I love thought experiments. So imagine if you were able to encode your consciousness into the brain-capacity (or greater) equivalent of an entangled mass of matter that was additionally programmed to act like a neural network. That could be fun!

    In my view, the psychology of perception is more complex and mysterious than the physics.

Yeah, and they're both basically dead ends for any professional career. Which, I think I'm OK with, because most theories would prove ultimately untestable. It's like art. How do we value this sort of musing? Well, we don't, from a capitalistic perspective, but neither do I find it a worthless pursuit.

    Experimenters concluded that "frightening events are associated with richer and denser memories ... And the more memory you have of an event, the longer you believe it took." This, I think, is the key to resisting the common perception of time accelerating with aging: avoid getting stuck in repetitive behaviors, seek novelty and adventure. Buy experiences and not material goods.

Like I said, adrenal responses.

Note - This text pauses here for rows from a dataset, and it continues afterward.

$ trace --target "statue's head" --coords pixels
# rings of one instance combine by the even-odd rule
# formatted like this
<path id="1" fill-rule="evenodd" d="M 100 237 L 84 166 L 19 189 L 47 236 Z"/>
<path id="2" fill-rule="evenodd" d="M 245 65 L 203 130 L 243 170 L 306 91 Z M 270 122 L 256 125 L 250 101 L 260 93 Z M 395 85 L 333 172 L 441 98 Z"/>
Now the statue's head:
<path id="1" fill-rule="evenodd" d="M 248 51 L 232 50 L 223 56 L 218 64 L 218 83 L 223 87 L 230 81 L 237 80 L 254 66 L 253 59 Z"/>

Maybe a "heightening of the senses" leads to better quality sensory input processing and logging, which is perceived as time dilation (slowing). OK, yep, I wrote the previous two sentences before reading the "hard to come by" link article, sorry to waste everyone's time.

And 100% with you on novelty, adventure, and experiences. Neurogenesis will result.

    I remember a bizarre time perception I once experienced. I had listened to a Radiolab episode about Ötzi while biking to the train station, then started reading the Wikipedia article on the train. The podcast was quite affecting, and I felt an uncanny connection to a man so remote in time and space. Then, with perfect timing, Pandora began playing "Beyond This Moment". I was about a quarter through the article, and sensed that I would still be reading it when the song finished. I felt like I was aware of the whole of that time at once, as if the little slice of time called the present had expanded to several minutes, and I was already enjoying the memory of the beautiful experience I was about to have.

Little bits of transcendence just aren't common enough. I can see how a crazy synchronicity like that might have triggered a chemical event leading to your profound impressions. But if it was common, the significance would of course be diminished.

Tangent Paragraph: I have an incredibly arbitrary memory bookmarked. It was like a diagnostic test that I ran sometime in late elementary school. The memory is around two seconds long, the headlights of my school bus rounding a sharp corner early in the morning. It was dark, and all that was illuminated were cedar tree branches. Must have been sometime soon after daylight savings went out of effect in the fall. Absolutely nothing significant happened, apart from me telling myself "I'll remember this one moment for the rest of my life," and I never forgot it. I think about it every now and then, for no apparent reason.